L’attività partigiana di Adelmo Angelini non passò inosservata dalla milizia fascista tanto che fu costretto ad allontanarsi dalla famiglia e a trasferirsi nella provincia di Ravenna dove continuò l’attività clandestina. Il 16 settembre 1944 fascisti e tedeschi, secondo alcune fonti, tedeschi delle SS, secondo altre, arrestarono Adelmo Angelini a Villafranca. Lo picchiarono e lo portarono preso il locale comando tedesco dove restò recluso alcuni giorni. Successivamente fu trasferito a Bologna per essere portato in Germania, in un campo di concentramento. Angelini riuscì a fuggire dal luogo in cui era stato rinchiuso a Bologna in seguito ad un bombardamento e tornò a Forlì. Fu però nuovamente arrestato dai tedeschi (secondo alcune fonti dalle SS) e rinchiuso nella caserma dei carabinieri di Villafranca.

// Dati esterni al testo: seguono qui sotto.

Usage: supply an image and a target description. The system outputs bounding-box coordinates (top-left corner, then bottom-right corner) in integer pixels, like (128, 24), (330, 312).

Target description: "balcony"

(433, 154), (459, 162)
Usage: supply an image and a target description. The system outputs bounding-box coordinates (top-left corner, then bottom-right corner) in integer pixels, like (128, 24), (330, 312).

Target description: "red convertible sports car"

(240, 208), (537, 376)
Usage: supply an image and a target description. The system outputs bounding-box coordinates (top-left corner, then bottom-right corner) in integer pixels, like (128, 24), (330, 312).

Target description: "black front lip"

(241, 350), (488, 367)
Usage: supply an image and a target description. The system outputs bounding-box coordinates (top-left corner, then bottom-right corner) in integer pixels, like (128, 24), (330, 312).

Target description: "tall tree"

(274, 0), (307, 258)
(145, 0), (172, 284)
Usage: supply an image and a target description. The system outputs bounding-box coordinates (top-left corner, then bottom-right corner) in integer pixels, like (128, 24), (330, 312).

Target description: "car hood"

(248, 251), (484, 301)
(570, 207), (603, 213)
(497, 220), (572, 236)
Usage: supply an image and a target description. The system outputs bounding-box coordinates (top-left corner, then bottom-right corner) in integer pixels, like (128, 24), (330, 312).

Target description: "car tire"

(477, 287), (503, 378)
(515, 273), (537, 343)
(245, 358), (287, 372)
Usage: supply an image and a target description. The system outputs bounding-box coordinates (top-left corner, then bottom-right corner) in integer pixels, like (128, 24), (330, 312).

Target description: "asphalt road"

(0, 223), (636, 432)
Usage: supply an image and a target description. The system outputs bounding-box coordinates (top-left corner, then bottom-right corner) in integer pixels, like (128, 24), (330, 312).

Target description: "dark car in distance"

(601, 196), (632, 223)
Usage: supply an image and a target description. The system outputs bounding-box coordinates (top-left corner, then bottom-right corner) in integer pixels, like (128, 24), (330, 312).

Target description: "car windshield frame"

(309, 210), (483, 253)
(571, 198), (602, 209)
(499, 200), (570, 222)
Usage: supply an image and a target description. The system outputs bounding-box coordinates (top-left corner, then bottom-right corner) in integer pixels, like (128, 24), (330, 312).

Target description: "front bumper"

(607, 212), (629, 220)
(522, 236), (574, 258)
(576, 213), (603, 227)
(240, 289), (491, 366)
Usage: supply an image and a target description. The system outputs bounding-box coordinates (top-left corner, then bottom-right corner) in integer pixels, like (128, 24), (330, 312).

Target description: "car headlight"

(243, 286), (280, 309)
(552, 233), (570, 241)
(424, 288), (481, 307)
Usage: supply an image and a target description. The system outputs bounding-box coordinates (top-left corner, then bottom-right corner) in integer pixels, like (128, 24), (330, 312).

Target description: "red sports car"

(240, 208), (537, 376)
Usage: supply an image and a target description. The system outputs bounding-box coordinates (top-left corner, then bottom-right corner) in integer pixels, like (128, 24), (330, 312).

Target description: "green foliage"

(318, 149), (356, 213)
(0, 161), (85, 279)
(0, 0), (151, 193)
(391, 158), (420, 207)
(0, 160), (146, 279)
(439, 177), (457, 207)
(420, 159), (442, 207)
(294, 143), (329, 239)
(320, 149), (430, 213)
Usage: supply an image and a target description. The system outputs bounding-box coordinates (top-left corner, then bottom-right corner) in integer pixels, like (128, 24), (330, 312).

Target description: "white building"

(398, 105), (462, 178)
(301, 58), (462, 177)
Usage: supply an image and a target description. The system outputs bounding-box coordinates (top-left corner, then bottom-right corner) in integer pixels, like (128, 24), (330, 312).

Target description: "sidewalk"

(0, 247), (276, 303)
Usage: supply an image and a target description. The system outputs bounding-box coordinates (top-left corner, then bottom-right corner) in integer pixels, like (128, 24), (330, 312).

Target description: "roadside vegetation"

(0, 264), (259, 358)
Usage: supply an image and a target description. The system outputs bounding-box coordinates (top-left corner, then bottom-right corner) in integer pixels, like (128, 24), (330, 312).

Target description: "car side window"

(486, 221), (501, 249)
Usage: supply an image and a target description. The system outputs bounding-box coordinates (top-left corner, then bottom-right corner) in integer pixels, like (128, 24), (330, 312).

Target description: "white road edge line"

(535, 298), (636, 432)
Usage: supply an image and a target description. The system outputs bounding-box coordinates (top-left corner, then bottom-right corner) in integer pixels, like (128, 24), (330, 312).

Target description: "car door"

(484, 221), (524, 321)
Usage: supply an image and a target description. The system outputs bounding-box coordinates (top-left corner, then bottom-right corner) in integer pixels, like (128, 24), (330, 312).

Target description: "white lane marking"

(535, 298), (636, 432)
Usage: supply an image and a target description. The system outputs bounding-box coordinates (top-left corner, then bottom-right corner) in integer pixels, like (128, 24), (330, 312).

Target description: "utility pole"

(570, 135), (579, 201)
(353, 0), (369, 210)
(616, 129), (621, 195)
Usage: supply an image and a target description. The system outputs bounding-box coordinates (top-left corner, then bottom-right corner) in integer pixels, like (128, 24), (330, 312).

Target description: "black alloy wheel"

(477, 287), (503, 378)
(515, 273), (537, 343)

La moglie andò a fargli visita il giorno dopo l’arresto, ma le fu detto che il marito era stato nuovamente trasferito e di non recarsi più a trovarlo.
A dispetto delle torture subite Angelini non parlò, non rivelò i nomi dei suoi compagni di lotta e per questo venne barbaramente assassinato, probabilmente il 10 ottobre 1944; aveva trent’anni e lasciò la moglie e tre figli in tenera età, Bruno, Domenica e Graziella, la più piccola di appena 8 mesi.
Di lui, nonostante la disperata ricerca di notizie presso gli organi di polizia da parte della moglie, non si seppe più nulla fino al ritrovamento, nell’estate del 1945, dei resti del suo corpo sepolto sommariamente in aperta campagna a Villafranca con “le mani legate dietro la schiena e il cranio massacrato dai colpi ricevuti”, come dichiarò la moglie nel dopoguerra.
I funerali di Angelini furono celebrati nel 1945 dopo il rinvenimento del corpo, un manifesto affisso pubblicamente ne annunciò la morte. È ricordato nel Sacrario ai Caduti per la Libertà di Piazza Saffi e una via di Villafranca porta il suo nome.